Edward Bulwer-Lytton: The Last Days of Pompeii

BOOK THE THIRD
6. Chapter VI (continued)

'Hush, my father!' replied Lydon, somewhat impatiently; 'thou hast picked up in this new creed of thine, of which I pray thee not to speak to me, for the gods that gave me strength denied me wisdom, and I understand not one word of what thou often preachest to me--thou hast picked up, I say, in this new creed, some singular fantasies of right and wrong. Pardon me if I offend thee: but reflect! Against whom shall I contend? Oh! couldst thou know those wretches with whom, for thy sake, I assort, thou wouldst think I purified earth by removing one of them. Beasts, whose very lips drop blood; things, all savage, unprincipled in their very courage: ferocious, heartless, senseless; no tie of life can bind them: they know not fear, it is true--but neither know they gratitude, nor charity, nor love; they are made but for their own career, to slaughter without pity, to die without dread!

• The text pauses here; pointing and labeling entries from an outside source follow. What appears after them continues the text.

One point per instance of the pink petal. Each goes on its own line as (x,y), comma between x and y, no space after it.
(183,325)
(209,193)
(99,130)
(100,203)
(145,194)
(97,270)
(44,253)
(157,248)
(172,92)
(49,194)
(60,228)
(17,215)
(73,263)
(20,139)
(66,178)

Can thy gods, whosoever they be, look with wrath on a conflict with such as these, and in such a cause? Oh, My father, wherever the powers above gaze down on earth, they behold no duty so sacred, so sanctifying, as the sacrifice offered to an aged parent by the piety of a grateful son!'

The poor old slave, himself deprived of the lights of knowledge, and only late a convert to the Christian faith, knew not with what arguments to enlighten an ignorance at once so dark, and yet so beautiful in its error. His first impulse was to throw himself on his son's breast--his next to start away to wring his hands; and in the attempt to reprove, his broken voice lost itself in weeping.

'And if,' resumed Lydon--'if thy Deity (methinks thou wilt own but one?) be indeed that benevolent and pitying Power which thou assertest Him to be, He will know also that thy very faith in Him first confirmed me in that determination thou blamest.'

'How! what mean you?' said the slave.